Answers – Implementing Scalability and Elasticity – SOA-C02 Study Guide

Answers

1. Answer: Both the web and database layers are scalable. The application layer is limited in elasticity due to the persistence of the session data on the EC2 instances. Session data should be moved off the EC2 instances.

2. Answer: The bulk image uploads seem to exceed the capacity of the ECS cluster. The application needs to be redesigned with a buffer for the image-processing requests. Implementing a message queue service could offload the requests so that the back end can process them in a more predictable manner.

3. Answer: The only issue to identify is with the database layer. A Multi-AZ RDS deployment is only vertically scalable with an upper limit of the maximum size of the RDS instance. The maximum size of the instance could potentially bottleneck the whole forum application.

4. Answer: Find a good metric on which to scale the application layer and implement AWS Autoscaling. The application should shut down some of the instances when usage is low and power them on when traffic increases.

For any application to be made elastic and scalable, you need to consider the sum of the configurations of its components. Any weakness in any layer or service that the application depends on can cause the application scalability and elasticity to be reduced. Any reduction in scalability and elasticity can potentially introduce weaknesses in the high availability and resilience of your application. At the end of the day, any poorly scalable, rigid application with no guarantee of availability can have a tangible impact on the bottom line of any business.
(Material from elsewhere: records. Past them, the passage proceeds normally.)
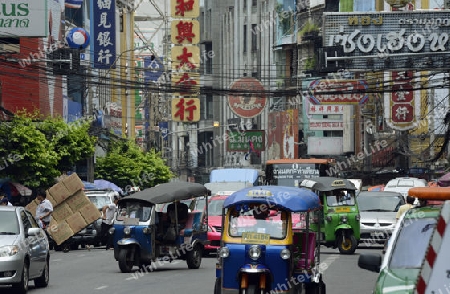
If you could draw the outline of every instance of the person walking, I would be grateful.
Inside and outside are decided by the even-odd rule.
[[[13,206],[13,205],[8,201],[8,198],[6,198],[6,197],[4,197],[4,198],[2,198],[2,200],[0,200],[0,205],[3,205],[3,206]]]
[[[106,242],[106,250],[114,249],[113,236],[109,233],[109,229],[114,224],[114,214],[117,210],[119,196],[114,196],[114,203],[102,207],[102,242]]]
[[[399,220],[405,212],[414,207],[414,201],[416,201],[416,198],[406,196],[406,203],[400,206],[400,208],[398,209],[397,215],[395,216],[396,220]]]
[[[36,221],[41,228],[46,229],[50,224],[53,205],[47,199],[47,194],[44,189],[38,189],[36,199],[39,202],[36,207]]]

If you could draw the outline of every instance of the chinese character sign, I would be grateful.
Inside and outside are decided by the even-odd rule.
[[[110,69],[116,59],[115,1],[91,1],[92,66]]]
[[[174,71],[189,71],[200,67],[200,48],[198,46],[174,46],[171,51]]]
[[[200,24],[197,20],[174,20],[171,24],[171,41],[173,44],[198,44],[200,41]]]
[[[200,15],[200,0],[172,0],[173,18],[196,18]]]
[[[179,122],[198,122],[200,120],[200,99],[173,98],[172,120]]]

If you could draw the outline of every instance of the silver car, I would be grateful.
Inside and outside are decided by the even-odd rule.
[[[383,244],[395,228],[395,216],[405,204],[402,194],[386,191],[363,191],[356,197],[361,216],[360,245]]]
[[[0,285],[26,293],[28,282],[47,287],[50,249],[47,236],[23,207],[0,206]]]

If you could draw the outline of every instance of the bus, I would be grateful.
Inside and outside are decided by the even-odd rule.
[[[266,162],[266,185],[298,187],[304,179],[330,176],[334,159],[272,159]]]

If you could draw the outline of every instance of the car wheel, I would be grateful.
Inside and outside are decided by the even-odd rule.
[[[13,284],[13,289],[15,293],[19,293],[19,294],[25,294],[28,292],[28,278],[29,278],[29,266],[28,264],[25,262],[23,265],[23,270],[22,270],[22,278],[20,280],[19,283],[17,284]]]
[[[216,278],[214,283],[214,294],[222,293],[222,278]]]
[[[50,264],[49,264],[49,257],[47,257],[47,260],[45,261],[45,267],[44,271],[42,272],[42,275],[34,280],[34,285],[38,288],[45,288],[48,286],[48,281],[50,279]]]
[[[134,262],[131,258],[132,250],[120,249],[119,251],[119,268],[122,273],[130,273],[133,269]]]
[[[202,248],[195,246],[191,251],[187,253],[186,263],[188,268],[198,269],[202,263]]]
[[[353,254],[355,253],[358,242],[355,236],[345,235],[338,237],[338,249],[341,254]]]

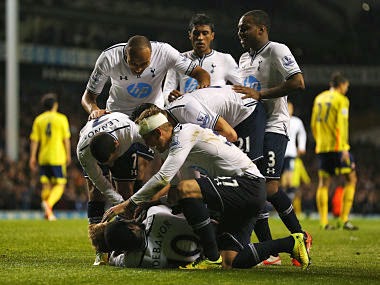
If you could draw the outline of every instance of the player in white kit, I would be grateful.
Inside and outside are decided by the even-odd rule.
[[[101,136],[98,135],[100,132],[102,132]],[[102,140],[114,142],[112,149],[117,150],[117,154],[112,165],[101,164],[107,159],[102,153]],[[77,145],[77,156],[89,185],[87,216],[90,225],[101,221],[106,202],[111,205],[118,204],[133,194],[131,182],[137,177],[137,157],[133,156],[133,153],[135,153],[137,142],[143,143],[137,126],[122,113],[105,114],[88,121],[82,128]],[[153,153],[141,155],[153,159]],[[112,186],[110,178],[107,177],[109,172],[117,191]],[[94,265],[99,265],[102,258],[104,256],[98,253]]]
[[[182,214],[164,205],[150,207],[141,223],[116,219],[90,231],[95,248],[112,249],[109,264],[120,267],[177,268],[199,257],[199,239]]]
[[[282,167],[281,187],[293,201],[297,191],[293,186],[295,160],[306,152],[306,131],[301,119],[293,116],[294,106],[290,101],[288,101],[288,110],[290,115],[289,142],[286,146]]]
[[[275,207],[290,232],[300,233],[303,232],[301,225],[289,197],[279,190],[279,180],[288,141],[287,95],[304,90],[305,85],[301,70],[289,48],[270,41],[269,29],[269,16],[262,10],[249,11],[240,18],[238,36],[247,52],[239,60],[244,86],[234,86],[234,90],[244,93],[243,98],[264,102],[267,111],[264,158],[258,162],[258,167],[267,179],[268,201]],[[255,226],[259,240],[272,238],[268,217],[268,213],[262,213]],[[309,249],[311,236],[307,236]]]
[[[137,205],[173,183],[179,173],[179,182],[172,184],[168,199],[178,202],[203,249],[200,259],[184,269],[219,268],[222,263],[219,250],[225,268],[251,267],[276,250],[292,253],[304,269],[308,267],[302,233],[281,241],[250,243],[252,221],[264,206],[266,191],[264,177],[246,154],[210,129],[194,124],[173,127],[157,108],[145,110],[137,123],[146,143],[165,153],[166,160],[160,171],[130,199],[110,208],[105,220],[120,213],[133,215]],[[194,168],[207,176],[192,179]],[[218,220],[218,245],[208,211],[213,211]]]
[[[241,84],[239,68],[233,57],[211,47],[215,33],[214,23],[209,16],[195,14],[189,23],[188,37],[193,49],[184,52],[183,55],[202,66],[210,74],[211,85],[223,86],[227,82]],[[166,104],[185,93],[194,91],[197,85],[196,79],[170,69],[163,88]]]
[[[98,119],[88,121],[80,131],[77,156],[83,170],[108,201],[111,204],[117,204],[123,201],[123,198],[114,190],[100,167],[100,164],[105,165],[109,159],[102,152],[104,150],[102,149],[103,140],[114,142],[112,150],[116,154],[112,158],[112,164],[108,163],[107,165],[118,182],[128,180],[127,177],[133,177],[133,172],[123,169],[125,164],[120,164],[119,161],[125,160],[124,155],[132,144],[144,143],[144,141],[138,133],[136,124],[127,115],[119,112],[105,114]],[[107,153],[107,150],[104,151]],[[132,165],[129,170],[133,170]],[[119,177],[115,177],[116,173]]]
[[[222,118],[235,129],[238,136],[236,145],[252,161],[257,161],[263,156],[266,113],[261,102],[241,97],[242,94],[232,90],[230,85],[211,86],[186,93],[165,110],[177,123],[197,124],[225,136],[220,132],[225,131],[224,124],[218,125]]]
The following factors need to be taken into account when designing a scalable and elastic application:

Compute layer: The compute layer receives a request and responds to it. To make an application scalable and elastic, you need to consider how to scale the compute layer. Can you scale on a metric-defined amount of CPU, memory, and number of connections, or do you need to consider scaling at the smallest scale—per request? Also consider the best practice for keeping the compute layer disposable. There should never be any persistent data within the compute layer.

Persistent layer: Where is the data being generated by the application stored? Is the storage layer decoupled from the instances? Is the same (synchronous) data available to all instances, or do you need to account for asynchronous platforms and eventual consistency? You should always ensure that the persistent layer is designed to be scalable and elastic and take into account any issues potentially caused by the replication configuration.

Decoupled components: Are you scaling the whole application as one, or is each component or layer of the application able to scale independently? You need to always ensure each layer or section of the application can scale separately to achieve maximum operational excellence and lowest cost.

Asynchronous requests: Does the compute platform need to process every request as soon as possible within the same session, or can you schedule the request to process it at a later time? When requests are allowed to process for a longer amount of time (many seconds, perhaps even minutes or hours), you should always decouple the application with a queue service to handle any requests asynchronously—meaning at a later time. Using a queue can enable you to buffer the requests, ensuring you receive all the requests on the incoming portion of the application and handle the processing with predictable performance on the back end. A well-designed, asynchronously decoupled application should almost never respond with a 500-type HTTP (service issue) error.

Assessing your application from these points of view should give you a rough idea of the scalability and elasticity of the platform. When you have a good idea of the scalability/elasticity, also consider any specific metrics within the defined service-layer agreement (SLA) of the application. After both are defined, assess whether the application will meet the SLA in its current configuration. Make a note if you need to take action to improve the scalability/elasticity and continuously reassess because both the application requirements and defined SLA of the application are likely to change over time.

After the application has been designed to meet the defined SLA of the application, you can make use of the cloud metrics provided in the platform at no additional cost to implement automated scaling and meet the demand in several different ways. We discuss how to implement automation in the AWS Autoscaling later in this section.